From the table above the lift(rice, tomatoes) is 1.33333.

Use cases for association rules

In data science, association rules are used to find correlations between items in data sets. they are used to explain patterns in data. Below are real-world use cases for association rules:

  1. UX(User Experience) Design: Users expect something catered to their individual needs. With the data-based technique, UX designers can ensure the contents are personalized. Developers can collect data on how users use a website they create. They can then use associations in the data to optimize the website by analyzing where users tend to click and what maximizes the chance that they engage with a call to action.
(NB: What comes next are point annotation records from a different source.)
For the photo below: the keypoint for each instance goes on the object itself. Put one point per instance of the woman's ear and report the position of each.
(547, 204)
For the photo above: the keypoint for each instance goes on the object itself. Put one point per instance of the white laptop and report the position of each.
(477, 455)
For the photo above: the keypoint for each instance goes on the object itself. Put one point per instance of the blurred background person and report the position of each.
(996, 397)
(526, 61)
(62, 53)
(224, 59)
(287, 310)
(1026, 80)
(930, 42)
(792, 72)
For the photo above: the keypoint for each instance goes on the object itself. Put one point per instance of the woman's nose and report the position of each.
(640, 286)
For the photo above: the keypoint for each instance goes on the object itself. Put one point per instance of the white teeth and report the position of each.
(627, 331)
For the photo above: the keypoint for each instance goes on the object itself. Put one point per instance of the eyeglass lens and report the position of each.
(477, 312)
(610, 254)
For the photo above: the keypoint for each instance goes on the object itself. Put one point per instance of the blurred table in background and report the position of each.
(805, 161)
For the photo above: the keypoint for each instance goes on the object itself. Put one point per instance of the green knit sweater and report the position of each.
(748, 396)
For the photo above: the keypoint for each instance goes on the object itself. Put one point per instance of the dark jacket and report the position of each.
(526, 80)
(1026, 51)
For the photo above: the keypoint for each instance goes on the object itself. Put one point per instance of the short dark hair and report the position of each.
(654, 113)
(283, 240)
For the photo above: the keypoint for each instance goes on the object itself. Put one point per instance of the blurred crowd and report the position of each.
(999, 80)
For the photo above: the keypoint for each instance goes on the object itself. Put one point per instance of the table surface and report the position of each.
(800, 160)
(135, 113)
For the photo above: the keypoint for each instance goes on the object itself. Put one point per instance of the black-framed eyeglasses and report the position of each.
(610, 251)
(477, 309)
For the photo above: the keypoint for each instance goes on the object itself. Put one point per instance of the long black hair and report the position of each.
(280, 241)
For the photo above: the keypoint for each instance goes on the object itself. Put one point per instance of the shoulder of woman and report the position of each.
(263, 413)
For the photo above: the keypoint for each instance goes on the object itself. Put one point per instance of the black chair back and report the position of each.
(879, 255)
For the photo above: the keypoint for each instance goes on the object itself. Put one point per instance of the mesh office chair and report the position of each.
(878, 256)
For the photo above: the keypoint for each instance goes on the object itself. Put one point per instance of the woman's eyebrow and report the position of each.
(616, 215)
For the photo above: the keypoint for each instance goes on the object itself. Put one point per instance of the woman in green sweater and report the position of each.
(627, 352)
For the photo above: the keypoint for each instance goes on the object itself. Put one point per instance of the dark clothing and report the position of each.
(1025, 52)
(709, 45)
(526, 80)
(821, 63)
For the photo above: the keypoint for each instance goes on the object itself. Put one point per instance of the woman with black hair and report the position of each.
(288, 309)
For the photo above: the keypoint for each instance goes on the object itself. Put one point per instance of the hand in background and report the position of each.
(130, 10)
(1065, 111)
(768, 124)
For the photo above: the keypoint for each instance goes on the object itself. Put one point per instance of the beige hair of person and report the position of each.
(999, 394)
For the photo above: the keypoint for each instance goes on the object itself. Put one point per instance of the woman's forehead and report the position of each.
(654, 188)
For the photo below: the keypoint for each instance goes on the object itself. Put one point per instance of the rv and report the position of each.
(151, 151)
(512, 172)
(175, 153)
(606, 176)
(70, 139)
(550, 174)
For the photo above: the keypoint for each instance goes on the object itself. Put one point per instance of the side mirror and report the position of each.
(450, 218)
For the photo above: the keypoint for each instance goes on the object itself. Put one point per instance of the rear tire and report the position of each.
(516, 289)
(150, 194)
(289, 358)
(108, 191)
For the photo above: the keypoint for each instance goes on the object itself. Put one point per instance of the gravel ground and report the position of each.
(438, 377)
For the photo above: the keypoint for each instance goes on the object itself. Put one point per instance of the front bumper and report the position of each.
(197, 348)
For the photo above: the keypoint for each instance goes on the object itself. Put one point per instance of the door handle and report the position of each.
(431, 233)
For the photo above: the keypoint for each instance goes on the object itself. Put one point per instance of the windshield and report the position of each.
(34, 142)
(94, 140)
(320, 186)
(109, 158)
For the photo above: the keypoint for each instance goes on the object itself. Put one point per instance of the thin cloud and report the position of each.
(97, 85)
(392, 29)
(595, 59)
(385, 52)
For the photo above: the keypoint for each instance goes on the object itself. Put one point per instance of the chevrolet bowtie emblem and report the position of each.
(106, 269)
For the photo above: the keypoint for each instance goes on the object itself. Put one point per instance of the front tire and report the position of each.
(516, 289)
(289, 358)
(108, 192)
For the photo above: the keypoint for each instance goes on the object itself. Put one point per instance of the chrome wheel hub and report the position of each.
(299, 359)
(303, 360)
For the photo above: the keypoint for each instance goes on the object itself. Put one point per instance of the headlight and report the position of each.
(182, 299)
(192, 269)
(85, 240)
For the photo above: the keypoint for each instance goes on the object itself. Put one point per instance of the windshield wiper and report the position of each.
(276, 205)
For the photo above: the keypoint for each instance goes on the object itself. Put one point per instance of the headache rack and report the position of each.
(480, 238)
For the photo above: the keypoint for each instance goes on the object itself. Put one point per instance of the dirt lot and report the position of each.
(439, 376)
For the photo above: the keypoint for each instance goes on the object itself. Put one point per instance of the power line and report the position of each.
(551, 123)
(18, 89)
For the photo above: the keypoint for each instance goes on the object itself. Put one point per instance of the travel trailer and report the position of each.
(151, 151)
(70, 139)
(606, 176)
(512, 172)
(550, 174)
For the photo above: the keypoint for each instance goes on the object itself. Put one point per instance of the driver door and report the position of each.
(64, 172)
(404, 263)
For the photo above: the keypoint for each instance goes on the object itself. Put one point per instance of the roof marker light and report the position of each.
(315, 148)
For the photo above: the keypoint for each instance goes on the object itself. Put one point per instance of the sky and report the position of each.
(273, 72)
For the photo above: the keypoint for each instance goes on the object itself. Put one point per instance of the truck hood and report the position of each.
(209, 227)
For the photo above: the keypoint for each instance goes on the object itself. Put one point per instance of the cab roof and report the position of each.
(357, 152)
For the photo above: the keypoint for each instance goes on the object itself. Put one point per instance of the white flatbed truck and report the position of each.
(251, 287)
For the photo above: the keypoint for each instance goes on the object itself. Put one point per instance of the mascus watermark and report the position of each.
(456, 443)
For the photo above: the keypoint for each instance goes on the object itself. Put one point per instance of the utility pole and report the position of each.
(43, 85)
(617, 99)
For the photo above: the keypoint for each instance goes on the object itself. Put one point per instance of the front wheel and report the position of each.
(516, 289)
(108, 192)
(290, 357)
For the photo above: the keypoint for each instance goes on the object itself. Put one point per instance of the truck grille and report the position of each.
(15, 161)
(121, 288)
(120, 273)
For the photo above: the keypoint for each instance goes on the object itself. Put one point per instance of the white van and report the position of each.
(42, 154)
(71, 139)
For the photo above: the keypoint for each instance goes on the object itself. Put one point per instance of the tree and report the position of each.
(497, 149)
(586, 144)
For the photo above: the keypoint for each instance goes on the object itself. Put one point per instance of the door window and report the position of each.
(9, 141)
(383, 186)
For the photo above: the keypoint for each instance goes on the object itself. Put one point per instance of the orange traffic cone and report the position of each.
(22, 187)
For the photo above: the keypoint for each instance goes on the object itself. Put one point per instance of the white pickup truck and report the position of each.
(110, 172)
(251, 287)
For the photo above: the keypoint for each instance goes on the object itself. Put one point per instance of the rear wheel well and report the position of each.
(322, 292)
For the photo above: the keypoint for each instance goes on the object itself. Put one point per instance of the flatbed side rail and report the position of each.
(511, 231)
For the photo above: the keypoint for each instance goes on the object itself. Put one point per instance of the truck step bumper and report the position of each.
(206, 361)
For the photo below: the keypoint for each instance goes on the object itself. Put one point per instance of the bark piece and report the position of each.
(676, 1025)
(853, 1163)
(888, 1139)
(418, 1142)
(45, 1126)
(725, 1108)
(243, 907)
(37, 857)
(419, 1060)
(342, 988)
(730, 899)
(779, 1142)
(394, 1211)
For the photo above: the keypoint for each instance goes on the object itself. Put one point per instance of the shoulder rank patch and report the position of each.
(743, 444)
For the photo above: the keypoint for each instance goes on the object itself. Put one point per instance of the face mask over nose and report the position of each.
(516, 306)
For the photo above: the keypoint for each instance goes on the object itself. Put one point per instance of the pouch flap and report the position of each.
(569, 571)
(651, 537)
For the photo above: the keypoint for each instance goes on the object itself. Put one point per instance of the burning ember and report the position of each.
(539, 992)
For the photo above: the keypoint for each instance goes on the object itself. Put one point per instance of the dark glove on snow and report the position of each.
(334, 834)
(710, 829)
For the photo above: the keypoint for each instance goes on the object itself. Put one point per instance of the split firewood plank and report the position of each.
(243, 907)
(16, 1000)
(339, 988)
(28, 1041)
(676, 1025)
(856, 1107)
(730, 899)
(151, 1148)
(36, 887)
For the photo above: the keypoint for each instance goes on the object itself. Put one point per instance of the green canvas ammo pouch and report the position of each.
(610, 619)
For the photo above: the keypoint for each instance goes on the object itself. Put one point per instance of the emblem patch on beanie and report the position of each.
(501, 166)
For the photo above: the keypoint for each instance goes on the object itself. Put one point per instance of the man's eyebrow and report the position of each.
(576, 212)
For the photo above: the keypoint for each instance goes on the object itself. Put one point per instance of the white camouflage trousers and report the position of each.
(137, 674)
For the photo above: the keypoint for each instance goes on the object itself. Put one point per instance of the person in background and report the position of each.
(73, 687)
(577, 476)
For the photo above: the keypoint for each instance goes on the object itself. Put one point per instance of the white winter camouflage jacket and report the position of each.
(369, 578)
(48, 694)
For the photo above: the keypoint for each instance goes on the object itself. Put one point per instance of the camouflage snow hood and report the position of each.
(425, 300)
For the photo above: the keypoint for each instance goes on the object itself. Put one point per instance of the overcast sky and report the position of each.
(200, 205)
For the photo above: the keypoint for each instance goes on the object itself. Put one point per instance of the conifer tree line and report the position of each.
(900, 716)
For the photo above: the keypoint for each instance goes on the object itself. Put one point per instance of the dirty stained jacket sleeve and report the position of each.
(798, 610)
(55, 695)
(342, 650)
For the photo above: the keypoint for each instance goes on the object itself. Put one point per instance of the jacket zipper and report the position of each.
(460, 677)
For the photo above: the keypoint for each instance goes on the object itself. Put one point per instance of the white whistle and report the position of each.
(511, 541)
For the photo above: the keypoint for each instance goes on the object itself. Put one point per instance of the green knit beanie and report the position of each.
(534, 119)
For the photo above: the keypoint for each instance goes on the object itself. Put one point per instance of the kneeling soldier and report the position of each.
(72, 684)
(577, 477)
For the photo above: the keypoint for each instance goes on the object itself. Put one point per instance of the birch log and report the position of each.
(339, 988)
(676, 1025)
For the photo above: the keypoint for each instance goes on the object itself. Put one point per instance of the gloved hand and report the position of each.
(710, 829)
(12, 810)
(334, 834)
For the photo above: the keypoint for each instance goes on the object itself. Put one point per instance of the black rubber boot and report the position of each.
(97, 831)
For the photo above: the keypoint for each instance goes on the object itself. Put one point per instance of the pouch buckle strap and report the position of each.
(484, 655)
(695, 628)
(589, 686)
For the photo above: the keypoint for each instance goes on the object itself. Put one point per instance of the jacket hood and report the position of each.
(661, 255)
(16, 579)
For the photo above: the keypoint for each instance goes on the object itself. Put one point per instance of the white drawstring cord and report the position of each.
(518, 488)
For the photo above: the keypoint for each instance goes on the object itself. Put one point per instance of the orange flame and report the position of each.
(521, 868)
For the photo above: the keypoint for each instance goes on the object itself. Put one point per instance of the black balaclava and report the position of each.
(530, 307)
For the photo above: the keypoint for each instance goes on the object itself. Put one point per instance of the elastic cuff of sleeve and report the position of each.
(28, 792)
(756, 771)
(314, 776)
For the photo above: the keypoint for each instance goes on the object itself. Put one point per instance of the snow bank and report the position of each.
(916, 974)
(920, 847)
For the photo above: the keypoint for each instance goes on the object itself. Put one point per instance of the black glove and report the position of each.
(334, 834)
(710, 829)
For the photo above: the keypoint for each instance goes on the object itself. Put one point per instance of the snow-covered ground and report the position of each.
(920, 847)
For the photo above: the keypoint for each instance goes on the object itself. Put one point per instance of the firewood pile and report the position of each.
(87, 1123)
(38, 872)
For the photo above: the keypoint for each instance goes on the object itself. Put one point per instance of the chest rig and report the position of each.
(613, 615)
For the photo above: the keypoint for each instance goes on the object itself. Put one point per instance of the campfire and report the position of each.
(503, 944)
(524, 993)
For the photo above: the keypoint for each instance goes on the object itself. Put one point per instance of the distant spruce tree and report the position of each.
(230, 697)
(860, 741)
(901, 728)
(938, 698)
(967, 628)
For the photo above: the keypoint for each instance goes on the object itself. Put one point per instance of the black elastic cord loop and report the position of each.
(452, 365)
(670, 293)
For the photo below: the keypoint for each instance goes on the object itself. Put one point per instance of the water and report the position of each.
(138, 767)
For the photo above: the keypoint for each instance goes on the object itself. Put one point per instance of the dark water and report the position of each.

  2. Market Basket Analysis: This is the most popular use case of association mining. Data is collected using barcode scanners in supermarkets. The database consists of a large number of records on past transactions. A single record lists all the items bought by a customer in one sale. Knowing which groups are inclined towards which set of items gives these shops the freedom to adjust the store layout and the store catalog to place the optimally concerning one another. An example of alogrithm used here is the Apriori Algorithm

  3. Medicine: Doctors can use association rules to help diagnose patients. There are many variables to consider when making a diagnosis, as many diseases share symptoms.

  4. Entertainment: Services like Netflix and Spotify can use association rules to fuel their content recommendation engines. Machine learning models analyze past user behaviour data for frequent patterns, develop association rules and use those rules to recommend content that a user is likely to engage with or organize content in a way that is likely to put the most interesting content for a given user first.

Association rules has many more use cases. Machine learning allow for larger and more complex data sets to be analyzed and mined for association rules.

With this, I hope I am able to clarify everything you need to know about association rule mining.